🤖 AI Summary
Current approaches to evaluating bias in large language models often suffer from an imbalance between ecological validity and statistical rigor—either relying on synthetic prompts lacking real-world representativeness or failing to scale effectively. This work proposes a scalable, named-entity-based bias auditing framework that leverages entity probes to measure structural disparities in model outputs at scale and uses synthetic data to replicate bias patterns observed in real-world texts. The framework enables the first billion-scale, multidimensional bias audit, analyzing 1.9 billion data points. It reveals systematic model preferences for left-leaning politicians, Western nations, and corporations, alongside discrimination against the defense and pharmaceutical sectors.

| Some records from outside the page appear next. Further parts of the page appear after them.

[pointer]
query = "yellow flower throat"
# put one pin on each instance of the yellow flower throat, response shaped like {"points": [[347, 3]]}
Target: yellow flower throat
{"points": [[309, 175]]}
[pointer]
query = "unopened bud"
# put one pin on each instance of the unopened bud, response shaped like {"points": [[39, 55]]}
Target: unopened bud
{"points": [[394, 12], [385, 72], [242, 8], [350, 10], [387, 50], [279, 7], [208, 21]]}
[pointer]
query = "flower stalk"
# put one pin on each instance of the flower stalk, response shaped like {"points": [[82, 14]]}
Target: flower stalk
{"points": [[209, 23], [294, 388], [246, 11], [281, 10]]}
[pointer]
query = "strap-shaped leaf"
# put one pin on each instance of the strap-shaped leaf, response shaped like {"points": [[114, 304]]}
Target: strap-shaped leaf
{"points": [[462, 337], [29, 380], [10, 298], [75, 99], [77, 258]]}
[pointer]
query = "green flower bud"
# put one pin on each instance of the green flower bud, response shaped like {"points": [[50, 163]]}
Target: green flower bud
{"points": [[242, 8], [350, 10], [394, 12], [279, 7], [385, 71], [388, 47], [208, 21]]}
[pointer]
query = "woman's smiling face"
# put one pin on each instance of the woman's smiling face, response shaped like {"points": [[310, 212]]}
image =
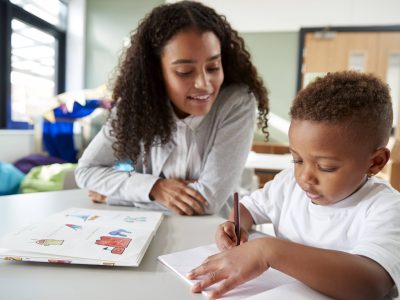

Furthermore, while instruction tuning mitigates bias, model scaling exacerbates it, and non-English prompts fail to eliminate the models’ Western-centric tendencies.
📝 Abstract
Existing approaches to bias evaluation in large language models (LLMs) trade ecological validity for statistical control, relying on artificial prompts that poorly reflect real-world use, or on naturalistic tasks that lack scale and rigor. We introduce a scalable bias-auditing framework using named entities as probes to measure structural disparities in model behavior. We show that synthetic data reliably reproduces bias patterns observed in natural text, enabling large-scale analysis. Using this approach, we conduct the largest bias audit to date, comprising 1.9 billion data points across multiple entity types, tasks, languages, models, and prompting strategies. Our results reveal systematic biases: models penalize right-wing politicians, favor left-wing politicians, prefer Western and wealthy nations over the Global South, favor Western companies, and penalize firms in the defense and pharmaceutical sectors. While instruction tuning reduces bias, increasing model scale amplifies it, and prompting in Chinese or Russian does not attenuate Western-aligned preferences. These results indicate that LLMs should undergo rigorous auditing before deployment in high-stakes applications.